Another major risk to natural resources stocks are pull backs of the type we are currently witnessing. Just as the stocks usually rise faster than the underlying commodities they are exploiting, they also fall faster and farther than the commodities themselves. I have been writing for months now about the similarities and the differences between this bull market and the one we had in the 60's and 70's (see above).

In this regard, another aspect of what must be remembered is how the 70's bull stalled between 1974 and 1976 before resuming its march to the highs of the 1979 and 1980 blow off. This halt in the advance caused many investors to lose heart and bail out of the sector before it really went crazy and the big money was made. Do Not let this happen to you this time around. Use these "retrenchments" or lulls in the action to reposition if you have already taken profits or to take positions if you missed the "first round".

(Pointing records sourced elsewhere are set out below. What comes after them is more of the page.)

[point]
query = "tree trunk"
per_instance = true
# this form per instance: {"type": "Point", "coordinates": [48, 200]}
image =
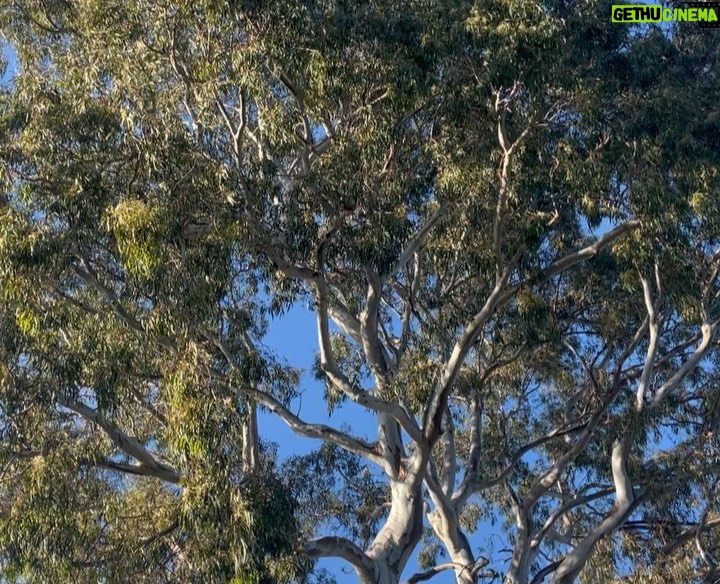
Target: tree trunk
{"type": "Point", "coordinates": [401, 533]}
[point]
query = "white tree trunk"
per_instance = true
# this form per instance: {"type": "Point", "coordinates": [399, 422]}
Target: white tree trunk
{"type": "Point", "coordinates": [401, 533]}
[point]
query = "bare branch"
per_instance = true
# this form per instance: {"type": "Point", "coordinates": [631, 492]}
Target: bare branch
{"type": "Point", "coordinates": [339, 547]}
{"type": "Point", "coordinates": [129, 445]}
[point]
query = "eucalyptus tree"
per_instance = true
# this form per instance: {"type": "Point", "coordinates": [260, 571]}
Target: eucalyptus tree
{"type": "Point", "coordinates": [504, 217]}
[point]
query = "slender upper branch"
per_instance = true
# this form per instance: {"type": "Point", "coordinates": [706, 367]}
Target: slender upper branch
{"type": "Point", "coordinates": [129, 445]}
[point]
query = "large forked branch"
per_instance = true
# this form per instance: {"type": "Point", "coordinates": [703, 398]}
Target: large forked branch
{"type": "Point", "coordinates": [708, 333]}
{"type": "Point", "coordinates": [501, 297]}
{"type": "Point", "coordinates": [296, 424]}
{"type": "Point", "coordinates": [574, 562]}
{"type": "Point", "coordinates": [339, 547]}
{"type": "Point", "coordinates": [131, 446]}
{"type": "Point", "coordinates": [317, 431]}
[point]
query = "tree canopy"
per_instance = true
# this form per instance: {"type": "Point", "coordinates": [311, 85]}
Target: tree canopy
{"type": "Point", "coordinates": [505, 218]}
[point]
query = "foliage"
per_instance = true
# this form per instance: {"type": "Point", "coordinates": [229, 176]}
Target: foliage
{"type": "Point", "coordinates": [504, 217]}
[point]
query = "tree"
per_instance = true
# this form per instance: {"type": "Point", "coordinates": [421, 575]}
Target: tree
{"type": "Point", "coordinates": [504, 217]}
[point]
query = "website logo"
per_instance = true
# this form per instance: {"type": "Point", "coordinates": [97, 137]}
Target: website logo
{"type": "Point", "coordinates": [704, 13]}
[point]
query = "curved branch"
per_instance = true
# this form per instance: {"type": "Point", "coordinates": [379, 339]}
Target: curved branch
{"type": "Point", "coordinates": [339, 547]}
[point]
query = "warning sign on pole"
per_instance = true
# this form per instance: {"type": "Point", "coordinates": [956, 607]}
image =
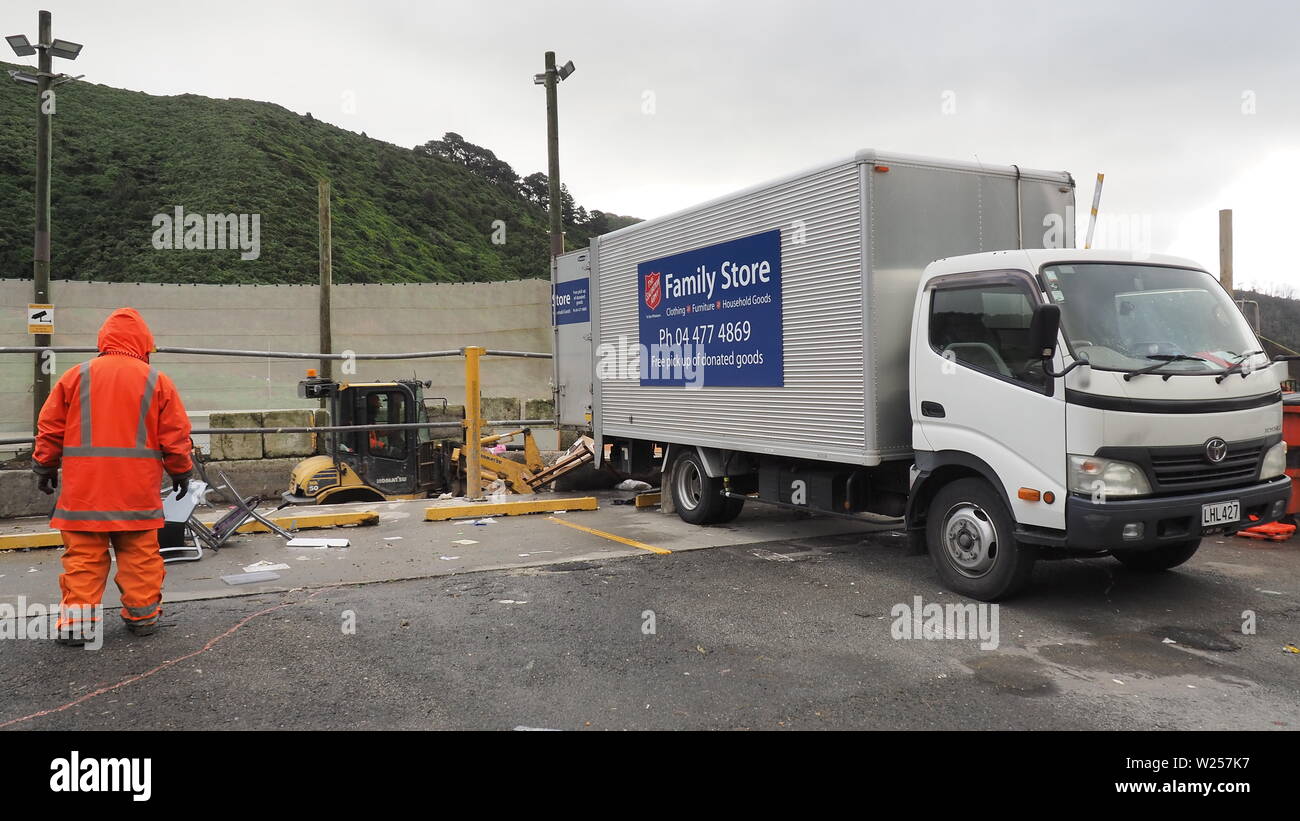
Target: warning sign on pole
{"type": "Point", "coordinates": [40, 318]}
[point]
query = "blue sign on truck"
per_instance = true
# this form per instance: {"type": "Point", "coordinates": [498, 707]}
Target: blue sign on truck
{"type": "Point", "coordinates": [713, 316]}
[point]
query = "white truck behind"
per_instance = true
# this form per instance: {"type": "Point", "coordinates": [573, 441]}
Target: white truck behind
{"type": "Point", "coordinates": [893, 335]}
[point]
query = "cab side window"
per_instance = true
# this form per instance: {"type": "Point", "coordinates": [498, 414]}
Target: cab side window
{"type": "Point", "coordinates": [987, 328]}
{"type": "Point", "coordinates": [386, 409]}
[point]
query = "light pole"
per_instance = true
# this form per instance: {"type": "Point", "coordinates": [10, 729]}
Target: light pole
{"type": "Point", "coordinates": [550, 78]}
{"type": "Point", "coordinates": [48, 48]}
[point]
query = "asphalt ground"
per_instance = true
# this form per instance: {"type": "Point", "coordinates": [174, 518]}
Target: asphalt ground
{"type": "Point", "coordinates": [771, 622]}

That being said, a quick reminder is in order. The large cap stocks which you need to anchor your investments in this sector are Barrick Gold (ABX), Gold Fields (GFI), Gold Corp (GG) Glamis Gold (GLG) and Newmont Mining (NEM). All are traded on the NYSE and all have experienced significant pullbacks from their recent highs, some as much as twenty percent or more. A good way to know if these stocks are at their near term bottoms is to watch the price movements along with the volume. When the volume starts to dry up on the selling side it is a good sign indicating the bottom is close...buy when the stock starts to move up.

You may have noticed that Placer Dome (PD), one of our original calls, is no longer listed. It was bought by Barrick Gold, to our delight, and we made a ton on the deal. Before this bull exhausts himself we will see more of this type of consolidation of all types, large and small, producers and exploration companies.